All that urgency! They became like creatures of the desert, like the nervous jerboas always hopping out of danger, like the tiny ginger ants that ran so swiftly you couldn’t see their spindly legs touch the ground, like those sand fish she sometimes spotted diving into the dunes quicker than the wind’s lift of fine granules. They were so at home in the velvety mounds where there was nothing hard to bash into.
It’s the heat
, she thought. The heat demanded that it be that way.

Only Lateefa remained unaffected. Cool as the moon glow, she carried a sedate smile that tightened the dips under her
eyes. Lately, whenever she spoke to Noora, her words were like droplets of pure honey, sweet with only a slight bite in the aftertaste.

Why?
Noora thought, and heard her heart thump louder. Why was that mirror so important to Lateefa? They had already spent half the hot months at Om Al-Sanam.
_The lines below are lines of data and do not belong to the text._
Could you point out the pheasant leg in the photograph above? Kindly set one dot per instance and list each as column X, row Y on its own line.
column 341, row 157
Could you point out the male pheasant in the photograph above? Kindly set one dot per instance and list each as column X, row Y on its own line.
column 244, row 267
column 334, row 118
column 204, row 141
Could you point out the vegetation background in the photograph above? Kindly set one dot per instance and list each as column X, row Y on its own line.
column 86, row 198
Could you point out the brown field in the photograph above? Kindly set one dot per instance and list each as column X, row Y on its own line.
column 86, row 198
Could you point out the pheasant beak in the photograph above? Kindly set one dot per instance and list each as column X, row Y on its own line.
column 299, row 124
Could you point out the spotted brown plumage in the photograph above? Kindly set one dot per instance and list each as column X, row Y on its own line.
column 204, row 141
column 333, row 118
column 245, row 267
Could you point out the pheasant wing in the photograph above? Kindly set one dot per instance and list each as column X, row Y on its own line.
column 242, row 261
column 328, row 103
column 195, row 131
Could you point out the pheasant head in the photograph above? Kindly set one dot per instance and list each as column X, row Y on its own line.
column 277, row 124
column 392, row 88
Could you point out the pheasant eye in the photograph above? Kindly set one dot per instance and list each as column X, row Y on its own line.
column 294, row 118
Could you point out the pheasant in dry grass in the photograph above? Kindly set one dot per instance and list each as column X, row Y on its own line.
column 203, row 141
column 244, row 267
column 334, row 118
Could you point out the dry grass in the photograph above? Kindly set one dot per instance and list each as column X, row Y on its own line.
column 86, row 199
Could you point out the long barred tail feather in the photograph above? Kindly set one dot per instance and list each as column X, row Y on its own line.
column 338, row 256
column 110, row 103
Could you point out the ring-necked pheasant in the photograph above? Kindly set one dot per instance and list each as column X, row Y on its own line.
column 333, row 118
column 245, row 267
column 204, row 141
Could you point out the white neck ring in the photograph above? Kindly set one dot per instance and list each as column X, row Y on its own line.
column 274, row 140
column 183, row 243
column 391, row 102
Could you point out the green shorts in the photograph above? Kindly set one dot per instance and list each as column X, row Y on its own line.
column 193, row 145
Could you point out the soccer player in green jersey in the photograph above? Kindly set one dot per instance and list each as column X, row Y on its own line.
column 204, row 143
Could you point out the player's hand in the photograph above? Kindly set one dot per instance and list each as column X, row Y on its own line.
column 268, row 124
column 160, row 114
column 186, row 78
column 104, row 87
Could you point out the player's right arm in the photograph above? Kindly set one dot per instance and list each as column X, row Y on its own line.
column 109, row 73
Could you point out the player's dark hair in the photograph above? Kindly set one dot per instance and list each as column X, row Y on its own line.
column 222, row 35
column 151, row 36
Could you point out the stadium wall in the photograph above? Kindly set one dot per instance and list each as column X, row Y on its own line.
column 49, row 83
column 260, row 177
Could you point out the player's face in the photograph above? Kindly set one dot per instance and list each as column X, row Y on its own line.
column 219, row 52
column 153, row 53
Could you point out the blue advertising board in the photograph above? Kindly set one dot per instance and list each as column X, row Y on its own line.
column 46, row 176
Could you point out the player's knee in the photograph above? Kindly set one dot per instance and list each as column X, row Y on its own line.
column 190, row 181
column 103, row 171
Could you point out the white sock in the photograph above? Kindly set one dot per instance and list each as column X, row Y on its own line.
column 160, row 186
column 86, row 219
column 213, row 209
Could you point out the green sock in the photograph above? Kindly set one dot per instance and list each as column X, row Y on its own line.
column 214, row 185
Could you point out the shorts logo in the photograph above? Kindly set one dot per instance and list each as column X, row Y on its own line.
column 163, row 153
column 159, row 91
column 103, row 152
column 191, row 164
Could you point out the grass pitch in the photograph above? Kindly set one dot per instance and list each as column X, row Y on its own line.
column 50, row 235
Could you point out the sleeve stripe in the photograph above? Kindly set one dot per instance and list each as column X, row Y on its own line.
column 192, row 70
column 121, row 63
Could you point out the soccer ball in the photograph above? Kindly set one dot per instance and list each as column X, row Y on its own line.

Why couldn’t Lateefa wait till they returned to Wadeema? It wasn’t the distance that bothered Noora. Wadeema was not so far, so she and Hamad could easily be back by sunset. It was something else.

A hush mingled with the heat as Noora tipped the earthen jug over her head to soak her scalp. Yaqoota’s march had halted and there was no noise coming out of Lateefa’s
barasti
. Noora shrugged away the urge to investigate since she had to hurry. She rinsed a few more times, till the water ran clear.